Wednesday morning, early, I passed a congregant at the gym. “Are you buoyed, Bill? Are you buoyed, at least a little?” Another friend used that term later in the morning: “I’m feeling buoyed.”

Buoyed. Held up. Floating. Light of Spirit.

Tuesday’s election offered many reasons to celebrate, especially here in Oregon: movement toward affordable housing, the protection of our ‘sanctuary’ status, the Portland Clean Energy Initiative, the progressive candidates elected. There were far more cheers than moans among the congregants that gathered at church Tuesday evening.

Across the nation, it was not a tsunami, but some balancing of power may well have been restored. Even gridlock would be a welcome improvement over the losses of the last two years. A few high profile contests preserved the status quo but by narrow margins. Almost 100 women, many young, most progressive, more than a few women of color, one out trans woman, one Native American woman will sit in Congress come January.

“Are you buoyed, Bill?”

The question, caught me up short.
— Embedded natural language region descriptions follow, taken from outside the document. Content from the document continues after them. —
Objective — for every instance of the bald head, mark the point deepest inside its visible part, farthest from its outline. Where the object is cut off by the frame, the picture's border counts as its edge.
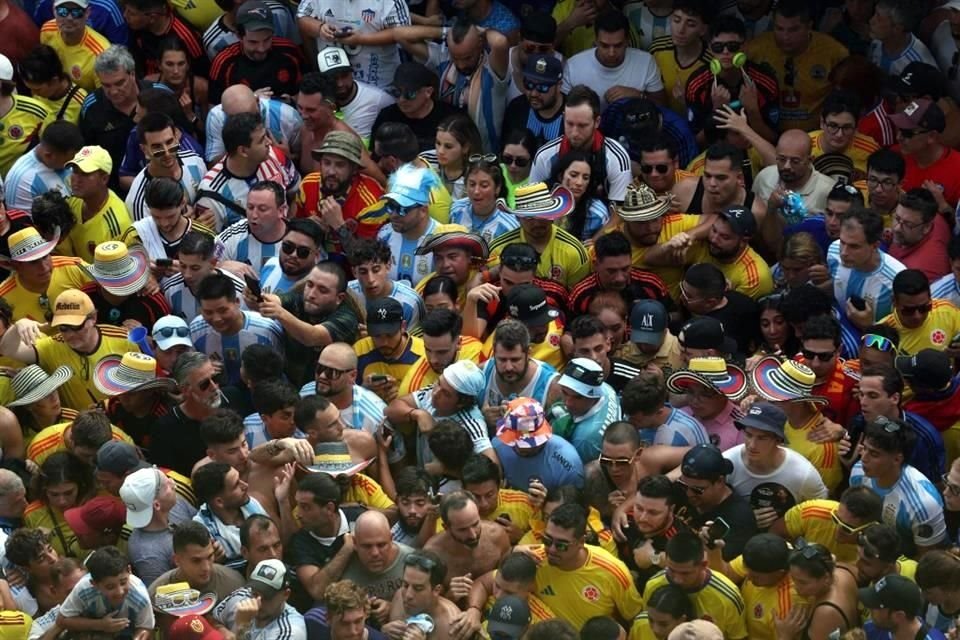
(239, 98)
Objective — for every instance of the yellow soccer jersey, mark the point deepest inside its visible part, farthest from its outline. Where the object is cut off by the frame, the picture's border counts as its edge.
(79, 391)
(74, 104)
(109, 223)
(812, 520)
(422, 375)
(565, 260)
(67, 274)
(51, 441)
(718, 600)
(20, 130)
(936, 332)
(601, 587)
(804, 80)
(824, 456)
(77, 59)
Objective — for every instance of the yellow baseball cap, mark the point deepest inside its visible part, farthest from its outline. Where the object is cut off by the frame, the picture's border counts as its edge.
(92, 158)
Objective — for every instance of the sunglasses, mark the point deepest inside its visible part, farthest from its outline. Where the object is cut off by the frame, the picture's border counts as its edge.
(560, 545)
(515, 160)
(650, 168)
(71, 12)
(847, 528)
(290, 247)
(167, 332)
(732, 46)
(822, 356)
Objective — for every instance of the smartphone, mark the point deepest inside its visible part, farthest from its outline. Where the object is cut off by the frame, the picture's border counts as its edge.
(254, 285)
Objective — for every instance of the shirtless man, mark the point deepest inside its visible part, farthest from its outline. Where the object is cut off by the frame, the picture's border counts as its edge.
(424, 574)
(468, 545)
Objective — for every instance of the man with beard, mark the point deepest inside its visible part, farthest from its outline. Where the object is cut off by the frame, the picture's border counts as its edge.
(299, 253)
(358, 102)
(312, 319)
(469, 545)
(336, 379)
(338, 195)
(539, 108)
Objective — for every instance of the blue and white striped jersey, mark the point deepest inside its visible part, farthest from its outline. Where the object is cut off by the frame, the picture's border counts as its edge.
(28, 178)
(256, 330)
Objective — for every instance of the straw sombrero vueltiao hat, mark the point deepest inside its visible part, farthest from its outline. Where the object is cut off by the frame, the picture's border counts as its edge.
(32, 384)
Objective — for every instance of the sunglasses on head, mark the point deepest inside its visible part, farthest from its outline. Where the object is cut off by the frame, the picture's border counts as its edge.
(167, 332)
(290, 247)
(732, 46)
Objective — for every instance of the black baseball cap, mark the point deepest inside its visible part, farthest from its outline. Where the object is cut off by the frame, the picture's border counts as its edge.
(528, 304)
(384, 317)
(705, 462)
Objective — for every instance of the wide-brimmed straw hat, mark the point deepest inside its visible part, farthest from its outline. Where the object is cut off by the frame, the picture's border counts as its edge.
(32, 384)
(785, 381)
(715, 373)
(115, 375)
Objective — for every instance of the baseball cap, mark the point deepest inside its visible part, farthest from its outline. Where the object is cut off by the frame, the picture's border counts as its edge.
(705, 462)
(99, 514)
(254, 15)
(384, 317)
(648, 321)
(544, 69)
(927, 369)
(91, 158)
(528, 304)
(268, 578)
(138, 492)
(920, 114)
(763, 416)
(741, 220)
(333, 59)
(169, 331)
(893, 592)
(72, 308)
(508, 618)
(706, 333)
(193, 628)
(119, 458)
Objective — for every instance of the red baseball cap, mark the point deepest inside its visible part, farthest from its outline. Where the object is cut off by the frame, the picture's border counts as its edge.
(98, 514)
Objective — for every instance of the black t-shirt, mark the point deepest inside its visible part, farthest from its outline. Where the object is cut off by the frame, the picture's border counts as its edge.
(425, 128)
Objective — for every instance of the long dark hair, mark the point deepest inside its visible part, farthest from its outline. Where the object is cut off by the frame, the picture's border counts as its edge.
(576, 219)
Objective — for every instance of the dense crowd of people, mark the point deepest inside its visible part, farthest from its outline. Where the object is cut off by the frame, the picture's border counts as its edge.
(505, 319)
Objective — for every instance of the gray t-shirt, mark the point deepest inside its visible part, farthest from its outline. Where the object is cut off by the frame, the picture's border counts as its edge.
(152, 551)
(380, 585)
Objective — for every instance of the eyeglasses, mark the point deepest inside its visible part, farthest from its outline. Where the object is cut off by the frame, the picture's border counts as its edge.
(171, 150)
(539, 87)
(330, 372)
(877, 342)
(650, 168)
(822, 356)
(560, 545)
(167, 332)
(697, 491)
(290, 247)
(883, 185)
(912, 309)
(489, 158)
(71, 12)
(517, 161)
(733, 46)
(848, 528)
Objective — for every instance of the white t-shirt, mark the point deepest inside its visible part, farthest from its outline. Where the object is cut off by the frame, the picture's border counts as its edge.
(638, 71)
(796, 474)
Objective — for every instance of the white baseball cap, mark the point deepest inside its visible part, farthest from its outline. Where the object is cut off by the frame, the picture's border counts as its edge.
(138, 492)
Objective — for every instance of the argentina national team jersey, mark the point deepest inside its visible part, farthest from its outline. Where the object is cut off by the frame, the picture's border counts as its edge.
(407, 265)
(28, 178)
(255, 330)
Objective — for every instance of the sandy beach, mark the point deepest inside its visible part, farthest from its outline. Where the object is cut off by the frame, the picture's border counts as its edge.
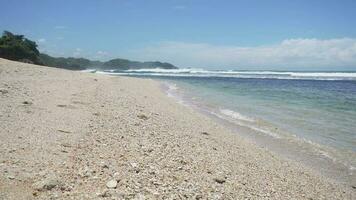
(74, 135)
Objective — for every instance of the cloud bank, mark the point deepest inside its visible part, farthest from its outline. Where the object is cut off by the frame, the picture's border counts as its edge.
(295, 54)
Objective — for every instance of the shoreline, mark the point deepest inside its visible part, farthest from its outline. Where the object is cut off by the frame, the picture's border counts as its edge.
(294, 150)
(82, 130)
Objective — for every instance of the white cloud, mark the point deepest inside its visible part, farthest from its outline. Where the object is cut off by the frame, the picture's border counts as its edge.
(102, 53)
(60, 27)
(42, 40)
(290, 53)
(77, 52)
(179, 7)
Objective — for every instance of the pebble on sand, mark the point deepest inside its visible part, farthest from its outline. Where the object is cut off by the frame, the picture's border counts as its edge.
(47, 184)
(111, 184)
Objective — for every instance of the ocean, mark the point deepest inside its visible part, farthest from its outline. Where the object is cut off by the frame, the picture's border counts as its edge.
(308, 117)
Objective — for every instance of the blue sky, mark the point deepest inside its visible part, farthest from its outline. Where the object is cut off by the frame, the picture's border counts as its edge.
(300, 34)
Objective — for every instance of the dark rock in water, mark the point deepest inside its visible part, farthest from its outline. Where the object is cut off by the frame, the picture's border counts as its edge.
(142, 116)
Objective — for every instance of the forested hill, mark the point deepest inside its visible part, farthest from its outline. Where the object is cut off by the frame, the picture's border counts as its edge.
(114, 64)
(19, 48)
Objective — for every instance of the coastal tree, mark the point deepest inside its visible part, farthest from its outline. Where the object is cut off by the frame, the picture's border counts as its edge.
(18, 48)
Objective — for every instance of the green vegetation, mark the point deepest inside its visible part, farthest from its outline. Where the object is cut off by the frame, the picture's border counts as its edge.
(66, 63)
(19, 48)
(123, 64)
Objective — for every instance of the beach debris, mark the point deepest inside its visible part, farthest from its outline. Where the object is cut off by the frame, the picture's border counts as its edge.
(85, 172)
(63, 131)
(220, 180)
(142, 116)
(111, 184)
(47, 184)
(66, 145)
(205, 133)
(3, 91)
(105, 193)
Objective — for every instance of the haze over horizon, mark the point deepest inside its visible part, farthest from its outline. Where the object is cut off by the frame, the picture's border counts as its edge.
(273, 35)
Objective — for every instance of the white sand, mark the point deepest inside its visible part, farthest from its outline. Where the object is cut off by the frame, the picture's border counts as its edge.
(79, 134)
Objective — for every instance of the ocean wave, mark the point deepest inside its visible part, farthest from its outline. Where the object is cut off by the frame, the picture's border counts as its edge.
(236, 115)
(192, 72)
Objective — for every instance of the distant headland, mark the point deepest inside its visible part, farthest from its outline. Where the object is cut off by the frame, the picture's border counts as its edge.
(18, 48)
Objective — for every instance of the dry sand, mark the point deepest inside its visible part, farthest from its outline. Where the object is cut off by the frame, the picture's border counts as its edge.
(75, 135)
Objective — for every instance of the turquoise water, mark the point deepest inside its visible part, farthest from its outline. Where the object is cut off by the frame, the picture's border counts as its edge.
(309, 114)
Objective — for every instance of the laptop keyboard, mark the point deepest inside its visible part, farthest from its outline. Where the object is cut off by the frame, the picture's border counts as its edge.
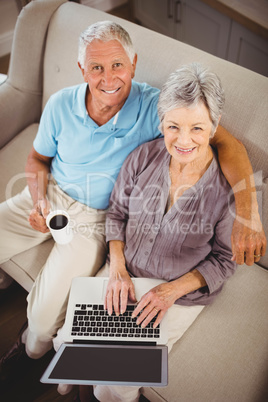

Because there are plenty of good reasons to celebrate. I had been preparing myself for an outcome much less to my liking. Perhaps you had been preparing yourself for that as well.

There are good reasons to celebrate but no opportunity to rest.

Within hours, the president demanded the resignation of the Attorney General, a reporter was silenced and banned from the White House, and the next mass shooting filled the morning news.

Protest gatherings are called for this afternoon.

There is not time to simply celebrate. That is one of the real challenges of these days. The rapidfire assault on our sensibilities and the demand for attention to tragedy after violation after offense does not make it easy to remain centered. It is easy to feel that we are out of control, just as our world seems to be.

Take time to remember what matters. Take time to visit that place within and those relationships that sustain you. That is my best advice as we live through events that seemed unimaginable not that long ago.

This morning, I remembered the conclusion of a poem by Anne Baxter entitled “When the Unimaginable Happened.”

“It will take time to find our balance,
to grieve, if we will make room.
Remember, friends, this is the right thing
this ache within our deepest beings.
Know that all these things are normal
To feel disrupted, empty or undone.

Our hearts broke open and the Love that is still true
draws us once again together, story by story, step by step,
into places of tender knowing, remembering
to restore us, mend us, piece by broken piece.

This is the Love that runs between us,
sustaining force of restoration,
the Love that nourishes and feeds us,
binds us, each, to our collective core.

We grieve…and march…and weep…and sing
and through the pain—but not despite it—
Love will repair us, not the same, but stronger in
Some places,
Honoring memories like treasures,
living out our lives’ potential
in the shadow of the trespass
in the warmth of one another
in the light of what, restored, we will become.”

Remember that love is there to buoy us, to center us and to hold us up, even in this week when there is both much to resist and much to celebrate.